“Then crawl in, and go to sleep,” advised the new guard, as he watched Ethan trying to smother a huge yawn.

“Guess I will, because it’s quite some time to daylight, and there’s little use for a pair of us to stand sentry duty.”

So Ethan vanished inside the shack, and Phil was left to insure their safety, as the brilliant heavenly bodies kept up their steady western march, and the night breeze sang mysterious chants through the snow-covered branches of the firs.

[CHAPTER XII—LAYING PLANS]

“Is that the way you keep a promise, Phil?” asked X-Ray, reproachfully, as he came crawling out of the shack, to find it beginning to get daylight, and with the sentry busying himself before a cheery fire, where he meant evidently to forestall Lub in starting breakfast.

“Oh! the joke is on you, that’s all,” laughed Phil.

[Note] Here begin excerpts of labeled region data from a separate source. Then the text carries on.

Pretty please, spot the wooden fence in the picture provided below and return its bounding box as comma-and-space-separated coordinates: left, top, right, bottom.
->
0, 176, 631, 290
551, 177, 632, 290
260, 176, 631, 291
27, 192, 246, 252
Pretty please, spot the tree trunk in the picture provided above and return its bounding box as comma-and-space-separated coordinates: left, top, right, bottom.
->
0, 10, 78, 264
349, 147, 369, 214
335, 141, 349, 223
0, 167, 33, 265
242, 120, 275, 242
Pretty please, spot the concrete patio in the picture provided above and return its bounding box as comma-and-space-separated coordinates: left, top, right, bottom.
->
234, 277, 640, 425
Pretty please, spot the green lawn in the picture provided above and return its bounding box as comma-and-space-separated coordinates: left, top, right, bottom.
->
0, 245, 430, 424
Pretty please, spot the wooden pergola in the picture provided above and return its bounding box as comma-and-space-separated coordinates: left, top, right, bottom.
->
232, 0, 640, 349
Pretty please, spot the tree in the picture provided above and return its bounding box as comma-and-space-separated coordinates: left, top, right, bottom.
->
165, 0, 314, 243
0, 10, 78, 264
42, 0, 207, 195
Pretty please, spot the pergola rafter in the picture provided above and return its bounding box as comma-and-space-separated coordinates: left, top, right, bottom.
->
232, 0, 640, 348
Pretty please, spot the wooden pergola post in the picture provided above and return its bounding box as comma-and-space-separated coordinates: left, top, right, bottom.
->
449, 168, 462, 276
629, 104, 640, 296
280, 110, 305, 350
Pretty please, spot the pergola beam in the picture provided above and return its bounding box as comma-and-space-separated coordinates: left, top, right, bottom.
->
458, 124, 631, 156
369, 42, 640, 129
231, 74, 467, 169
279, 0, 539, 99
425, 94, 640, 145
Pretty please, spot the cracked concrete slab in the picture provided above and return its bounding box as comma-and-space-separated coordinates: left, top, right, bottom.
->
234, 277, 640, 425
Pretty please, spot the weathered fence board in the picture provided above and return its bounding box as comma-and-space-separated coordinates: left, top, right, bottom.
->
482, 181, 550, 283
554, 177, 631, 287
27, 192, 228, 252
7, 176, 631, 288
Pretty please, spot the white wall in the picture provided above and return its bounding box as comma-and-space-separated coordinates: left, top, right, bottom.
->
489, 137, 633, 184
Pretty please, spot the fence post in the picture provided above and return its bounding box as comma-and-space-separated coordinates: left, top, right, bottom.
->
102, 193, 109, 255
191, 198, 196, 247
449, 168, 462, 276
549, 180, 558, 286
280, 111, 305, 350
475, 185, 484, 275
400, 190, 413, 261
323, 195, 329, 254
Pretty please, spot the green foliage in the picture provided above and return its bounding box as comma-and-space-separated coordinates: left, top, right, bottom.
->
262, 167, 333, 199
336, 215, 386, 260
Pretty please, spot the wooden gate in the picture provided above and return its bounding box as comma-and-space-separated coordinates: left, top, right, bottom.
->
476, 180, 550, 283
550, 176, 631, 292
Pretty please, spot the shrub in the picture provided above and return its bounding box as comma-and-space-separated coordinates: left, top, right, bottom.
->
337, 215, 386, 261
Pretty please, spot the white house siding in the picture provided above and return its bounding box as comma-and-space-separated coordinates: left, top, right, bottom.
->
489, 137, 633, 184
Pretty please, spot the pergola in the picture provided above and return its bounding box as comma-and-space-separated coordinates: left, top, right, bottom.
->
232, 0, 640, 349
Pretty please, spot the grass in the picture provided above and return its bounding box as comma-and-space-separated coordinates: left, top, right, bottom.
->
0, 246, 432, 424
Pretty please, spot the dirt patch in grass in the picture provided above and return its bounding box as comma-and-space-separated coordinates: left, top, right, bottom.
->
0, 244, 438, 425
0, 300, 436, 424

“I don’t see how,” complained X-Ray, who really felt hurt in that he had not been allowed to stand his share of the night watch after being told he might.

“You’ll have to learn to figure better, that’s all, my boy,” the other told him.

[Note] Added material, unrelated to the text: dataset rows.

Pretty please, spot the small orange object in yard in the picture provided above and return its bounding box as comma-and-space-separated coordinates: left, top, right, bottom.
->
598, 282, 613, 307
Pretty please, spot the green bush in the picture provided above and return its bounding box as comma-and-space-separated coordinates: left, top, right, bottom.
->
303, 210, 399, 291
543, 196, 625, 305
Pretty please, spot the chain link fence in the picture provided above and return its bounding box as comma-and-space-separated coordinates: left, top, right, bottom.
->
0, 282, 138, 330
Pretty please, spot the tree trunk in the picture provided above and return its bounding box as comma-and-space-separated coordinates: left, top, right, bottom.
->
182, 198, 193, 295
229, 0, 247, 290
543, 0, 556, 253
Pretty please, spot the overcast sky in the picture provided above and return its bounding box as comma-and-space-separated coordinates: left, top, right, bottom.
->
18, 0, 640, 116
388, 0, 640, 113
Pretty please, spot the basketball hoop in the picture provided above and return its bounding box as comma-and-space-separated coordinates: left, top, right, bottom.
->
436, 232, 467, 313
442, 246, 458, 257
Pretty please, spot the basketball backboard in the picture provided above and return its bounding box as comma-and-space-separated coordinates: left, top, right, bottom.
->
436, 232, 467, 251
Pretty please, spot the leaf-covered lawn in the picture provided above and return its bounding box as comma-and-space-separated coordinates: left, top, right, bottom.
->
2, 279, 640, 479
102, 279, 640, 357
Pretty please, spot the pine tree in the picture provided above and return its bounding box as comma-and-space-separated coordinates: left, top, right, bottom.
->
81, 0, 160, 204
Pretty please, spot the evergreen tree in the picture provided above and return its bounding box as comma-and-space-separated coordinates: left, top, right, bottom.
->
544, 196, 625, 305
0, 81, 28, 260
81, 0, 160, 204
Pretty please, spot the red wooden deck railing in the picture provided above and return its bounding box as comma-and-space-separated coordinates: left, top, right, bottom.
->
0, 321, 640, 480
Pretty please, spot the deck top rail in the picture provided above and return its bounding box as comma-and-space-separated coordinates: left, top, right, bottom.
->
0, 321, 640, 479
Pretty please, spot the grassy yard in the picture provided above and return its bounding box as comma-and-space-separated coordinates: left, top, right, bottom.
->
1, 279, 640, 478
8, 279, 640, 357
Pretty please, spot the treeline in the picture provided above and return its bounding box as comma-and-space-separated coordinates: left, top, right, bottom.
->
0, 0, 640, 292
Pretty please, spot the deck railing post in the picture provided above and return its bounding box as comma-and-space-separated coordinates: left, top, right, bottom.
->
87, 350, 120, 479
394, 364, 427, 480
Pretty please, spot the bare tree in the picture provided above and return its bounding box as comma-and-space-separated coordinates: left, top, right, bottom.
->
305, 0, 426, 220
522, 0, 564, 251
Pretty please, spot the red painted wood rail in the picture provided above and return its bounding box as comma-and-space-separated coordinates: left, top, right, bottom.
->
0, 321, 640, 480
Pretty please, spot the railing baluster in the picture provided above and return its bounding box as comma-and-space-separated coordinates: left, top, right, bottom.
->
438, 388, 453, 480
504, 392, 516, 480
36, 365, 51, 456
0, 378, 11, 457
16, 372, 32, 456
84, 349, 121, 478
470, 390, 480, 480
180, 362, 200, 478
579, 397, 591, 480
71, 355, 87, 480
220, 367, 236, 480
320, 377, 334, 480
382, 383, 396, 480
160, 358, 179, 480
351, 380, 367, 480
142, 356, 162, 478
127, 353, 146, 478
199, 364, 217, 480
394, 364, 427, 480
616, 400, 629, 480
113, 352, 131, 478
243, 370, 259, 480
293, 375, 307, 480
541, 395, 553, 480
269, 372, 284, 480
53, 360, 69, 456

“Figure; how’s that, Phil?”

“Well, learn to judge distances that are millions of miles away, to be more definite. Look over there to the west; see that star just going down? Well, that’s the one you told me would set in two hours after Jupiter disappeared. I’ve been watching it right along, and somehow it just refused to vanish. There, I believe it’s just dropped out of sight. If you were asleep, X-Ray, I’d think it my duty to go and get you on deck, because I promised I would.”